Elaine sat alone at the bar.

Dear Cupid,

Would you take it easy? I’m an open target and clearly in your way. Stop shooting at me. Is that so hard to ask? Although, I know, sometimes I’m knocking on your door. But this time I mean it! Scram! Shoo! I don’t want you around no more, yahear? Take a look at me–I’m punctured! Holes all in me. I think that’s why I have this feeling, like melting, I’m sinking. Would you give me some time to recuperate at least? I’ll need at least a week. Leave me alone for a week, wontcha?

Listen, I know… In a few weeks, once I heal up a bit, I’ll start to miss your ways. I’ll send you mad texts. I’m a bad, bad girl and I want you to hurt me. Put me back in the field, buddy! Here I am! And I’ll get shot! Bit! All over again, like an addict sneaking out to a get a hit….
mmmmmmm, but it feels so good.
mmmmmmm, punctured like veins.

You don’t want to be the cause of my addiction, do ya? Don’t want that on your angelic conscious. Save your arrows for more deserving folk. People all around me seem to be falling in love. You shoot me and it doesn’t stick. The arrow hangs there around then falls limp. Why won’t it stay? (Why don’t they stay?) What is that you’re shooting with? A fucking Nerf gun??

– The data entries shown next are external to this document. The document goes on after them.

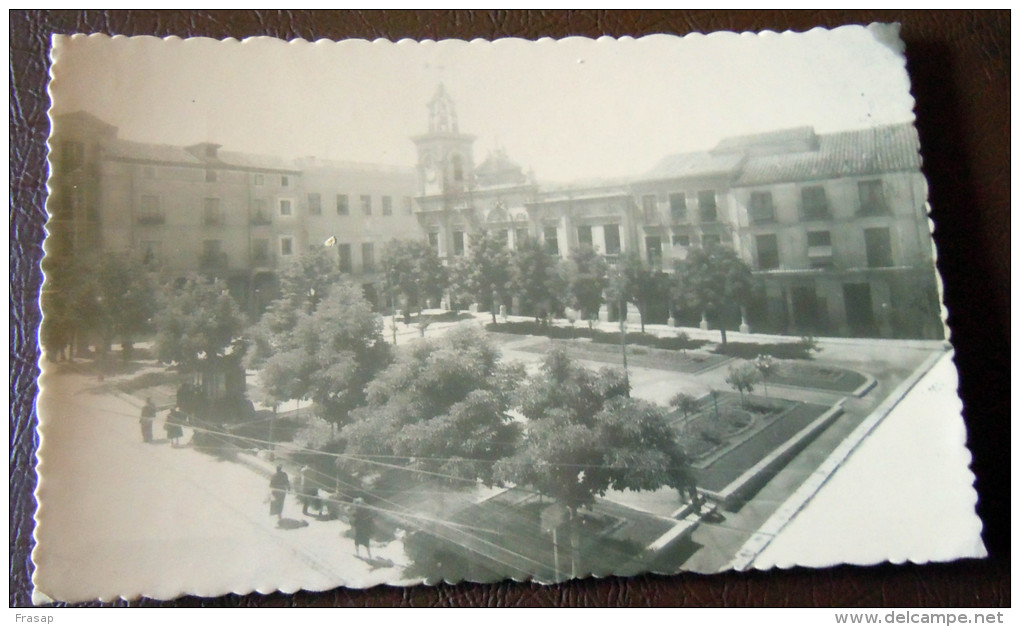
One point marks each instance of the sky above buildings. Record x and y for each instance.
(572, 109)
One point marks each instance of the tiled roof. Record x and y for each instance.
(695, 164)
(157, 153)
(852, 153)
(255, 162)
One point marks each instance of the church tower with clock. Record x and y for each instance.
(446, 161)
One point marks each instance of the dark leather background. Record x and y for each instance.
(960, 67)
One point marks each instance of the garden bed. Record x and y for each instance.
(685, 361)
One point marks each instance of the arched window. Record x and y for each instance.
(458, 168)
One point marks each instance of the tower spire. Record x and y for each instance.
(442, 112)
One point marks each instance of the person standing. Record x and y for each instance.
(309, 492)
(363, 524)
(278, 485)
(148, 416)
(172, 426)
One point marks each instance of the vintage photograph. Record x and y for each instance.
(323, 314)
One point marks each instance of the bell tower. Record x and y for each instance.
(446, 156)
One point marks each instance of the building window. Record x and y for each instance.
(612, 239)
(212, 215)
(819, 238)
(584, 236)
(152, 252)
(878, 247)
(820, 249)
(344, 252)
(706, 205)
(550, 240)
(458, 168)
(367, 257)
(762, 209)
(71, 154)
(678, 206)
(259, 215)
(768, 252)
(872, 197)
(650, 206)
(814, 204)
(149, 212)
(211, 255)
(653, 248)
(260, 251)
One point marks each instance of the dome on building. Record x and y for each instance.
(498, 170)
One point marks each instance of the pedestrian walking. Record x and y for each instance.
(308, 492)
(278, 485)
(363, 523)
(148, 416)
(172, 426)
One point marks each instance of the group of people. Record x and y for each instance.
(361, 517)
(172, 425)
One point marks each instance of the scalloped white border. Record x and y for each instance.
(797, 503)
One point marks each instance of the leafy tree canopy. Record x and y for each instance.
(485, 272)
(196, 320)
(413, 269)
(632, 280)
(584, 435)
(537, 280)
(105, 295)
(327, 355)
(585, 276)
(442, 407)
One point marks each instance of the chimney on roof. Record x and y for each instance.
(204, 150)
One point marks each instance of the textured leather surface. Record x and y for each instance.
(960, 67)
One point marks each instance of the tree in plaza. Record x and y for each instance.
(103, 296)
(632, 280)
(310, 276)
(766, 366)
(413, 269)
(483, 274)
(536, 280)
(585, 435)
(585, 276)
(441, 409)
(196, 320)
(712, 278)
(684, 403)
(743, 379)
(326, 353)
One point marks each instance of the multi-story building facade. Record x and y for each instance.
(834, 225)
(240, 217)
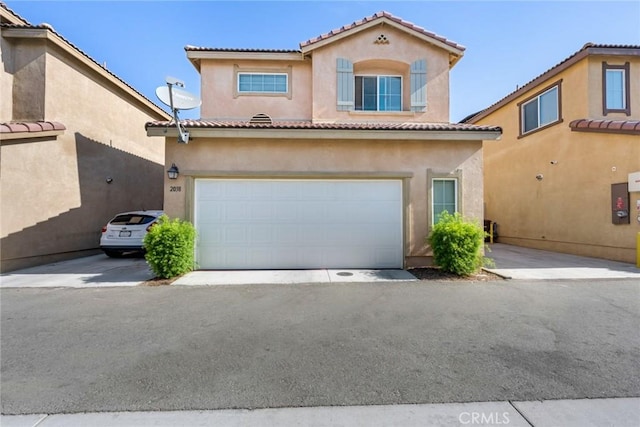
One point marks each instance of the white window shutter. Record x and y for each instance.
(419, 85)
(344, 88)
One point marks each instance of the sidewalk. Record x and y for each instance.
(620, 412)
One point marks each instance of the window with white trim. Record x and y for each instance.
(615, 88)
(444, 197)
(541, 110)
(263, 82)
(378, 93)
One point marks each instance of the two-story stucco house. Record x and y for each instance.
(566, 174)
(339, 154)
(73, 147)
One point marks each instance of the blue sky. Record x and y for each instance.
(508, 42)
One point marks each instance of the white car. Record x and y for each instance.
(126, 231)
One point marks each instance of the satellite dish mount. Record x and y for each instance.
(177, 99)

I think it’s your fault. It’s your damn arrows. Maybe you have bad timing. Shooting them when I just so happen to eye a loser. Oh, man… This guy doesn’t have a car. I think he’s perfect.

Truth is, I love you, Cupid. Take your arrow and slap me on the ass with it. I just wanna love Love. But I’m beginning to hate you. I’m writing you to tell you that. I resent you for all the times you’ve hit me. Hit me and told me this time would be different. Oh, I tell myself that, too. But this time I think I’ve learned my lesson. I’m DONE with you. I don’t want any more of it. All these guys, could flip through them by closing my eyes. They come and go, come and go. I’ve noticed how they keep coming. I’m afraid I’ll run out of luck. I pick up a card and say Next! So many choices… So I’m beggin ya! Stop dealing!

Or maybe they’re the ones who are hit. And I’m the one who got in the way.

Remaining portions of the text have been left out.